Krause v. Equitable Life Ins. Co.

Annotate this Case

333 Mass. 200 (1955)

129 N.E.2d 617

ANNA H. KRAUSE vs. EQUITABLE LIFE INSURANCE COMPANY OF IOWA.

Supreme Judicial Court of Massachusetts, Worcester.

September 26, 1955.

November 7, 1955.

Present: QUA, C.J., RONAN, SPALDING, WILLIAMS, & COUNIHAN, JJ.

Thomas S. Carey, for the plaintiff.

Sumner W. Elton & Francis George, for the defendant, submitted a brief.

SPALDING, J.

This is an action of contract brought by the beneficiary named in a life insurance policy issued by the defendant on April 16, 1948, upon the life of Daniel P. Krause, the husband of the plaintiff, who died on December 5, 1948.

On March 30, 1948, Daniel P. Krause, hereinafter called the insured, signed an application for a policy of life insurance with the defendant in the amount of $11,000. On April 2, 1948, he was examined by a physician representing the defendant and found to be in good health. On April 6, four days later, the insured while at the Framingham police station, where he had gone to confer with someone, collapsed and remained unconscious for several minutes. While at the police station he was treated by Dr. Contino, a physician. These facts are not in dispute.

Dr. Contino testified that his treatment of the insured included an injection of coramine to stimulate respiratory action, that an inhalator was used, and that in his opinion the insured had suffered an attack of angina pectoris. There was evidence that the insured shortly after regaining consciousness returned to his home accompanied by his wife and his family physician, Dr. Arbetter. During that day an electrocardiogram of the insured was taken by Dr. Arbetter but what it revealed does not appear. There was evidence that the insured resumed his work as a dentist on the following day and that down to the day of his death on December 5, 1948, "there had been no curtailment of his activities or anything to indicate anything was wrong." The cause of death was "acute coronary occlusion."

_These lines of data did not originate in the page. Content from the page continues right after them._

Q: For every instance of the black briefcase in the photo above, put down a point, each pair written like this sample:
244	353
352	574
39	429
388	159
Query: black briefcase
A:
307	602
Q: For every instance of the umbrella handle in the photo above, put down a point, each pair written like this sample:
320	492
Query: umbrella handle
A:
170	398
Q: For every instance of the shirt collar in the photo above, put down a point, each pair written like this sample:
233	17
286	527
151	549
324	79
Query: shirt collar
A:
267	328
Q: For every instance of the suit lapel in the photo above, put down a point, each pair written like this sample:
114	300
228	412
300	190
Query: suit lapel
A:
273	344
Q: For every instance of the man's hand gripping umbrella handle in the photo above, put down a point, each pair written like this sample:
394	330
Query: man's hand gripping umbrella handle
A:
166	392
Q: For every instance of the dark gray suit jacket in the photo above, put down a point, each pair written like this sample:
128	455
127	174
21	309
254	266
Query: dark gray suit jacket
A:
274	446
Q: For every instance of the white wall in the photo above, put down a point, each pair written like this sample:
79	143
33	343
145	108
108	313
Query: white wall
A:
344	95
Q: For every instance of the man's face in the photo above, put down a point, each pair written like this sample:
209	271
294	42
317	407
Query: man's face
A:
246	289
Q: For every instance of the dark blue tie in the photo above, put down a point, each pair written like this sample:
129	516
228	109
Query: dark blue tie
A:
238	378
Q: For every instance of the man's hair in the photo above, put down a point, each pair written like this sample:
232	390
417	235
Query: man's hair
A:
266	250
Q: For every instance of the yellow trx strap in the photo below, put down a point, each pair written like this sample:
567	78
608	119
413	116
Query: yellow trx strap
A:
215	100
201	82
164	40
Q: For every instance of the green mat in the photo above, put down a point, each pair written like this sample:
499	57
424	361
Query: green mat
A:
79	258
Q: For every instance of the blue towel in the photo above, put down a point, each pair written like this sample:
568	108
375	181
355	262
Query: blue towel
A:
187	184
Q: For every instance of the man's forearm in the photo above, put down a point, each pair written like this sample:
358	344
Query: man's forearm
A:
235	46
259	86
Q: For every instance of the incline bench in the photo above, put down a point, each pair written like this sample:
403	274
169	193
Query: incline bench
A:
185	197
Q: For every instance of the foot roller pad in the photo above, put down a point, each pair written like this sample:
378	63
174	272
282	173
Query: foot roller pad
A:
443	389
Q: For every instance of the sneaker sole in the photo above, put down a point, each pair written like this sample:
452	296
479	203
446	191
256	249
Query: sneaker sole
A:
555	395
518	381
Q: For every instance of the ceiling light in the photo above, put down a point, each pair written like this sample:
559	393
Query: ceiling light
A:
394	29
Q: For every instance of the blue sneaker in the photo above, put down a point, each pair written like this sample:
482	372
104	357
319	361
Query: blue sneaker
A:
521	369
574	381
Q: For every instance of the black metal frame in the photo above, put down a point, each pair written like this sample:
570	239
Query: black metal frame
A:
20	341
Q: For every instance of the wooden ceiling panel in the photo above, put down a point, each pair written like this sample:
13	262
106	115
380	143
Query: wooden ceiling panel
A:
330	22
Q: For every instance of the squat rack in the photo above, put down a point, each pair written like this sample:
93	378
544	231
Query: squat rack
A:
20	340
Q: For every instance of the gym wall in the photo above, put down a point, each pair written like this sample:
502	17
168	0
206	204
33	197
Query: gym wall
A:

The application for insurance signed by the insured contained the following: "I agree that ... the Company shall *202 incur no liability until said policy is delivered to me and the entire first premium therefor is actually paid while I am in good health, and then only if I have not consulted or been treated by any physician or practitioner since completion of the medical examination." The policy was issued by the defendant on April 16, 1948, but there was no evidence that the defendant had any knowledge of the occurrence at the Framingham police station on April 6 or of the fact that the insured had been treated by a physician in connection therewith. The first premium was paid on April 21. The policy provided that "This policy, together with the application therefor, a copy of which is attached hereto, and made a part hereof, shall constitute the entire contract between the parties hereto."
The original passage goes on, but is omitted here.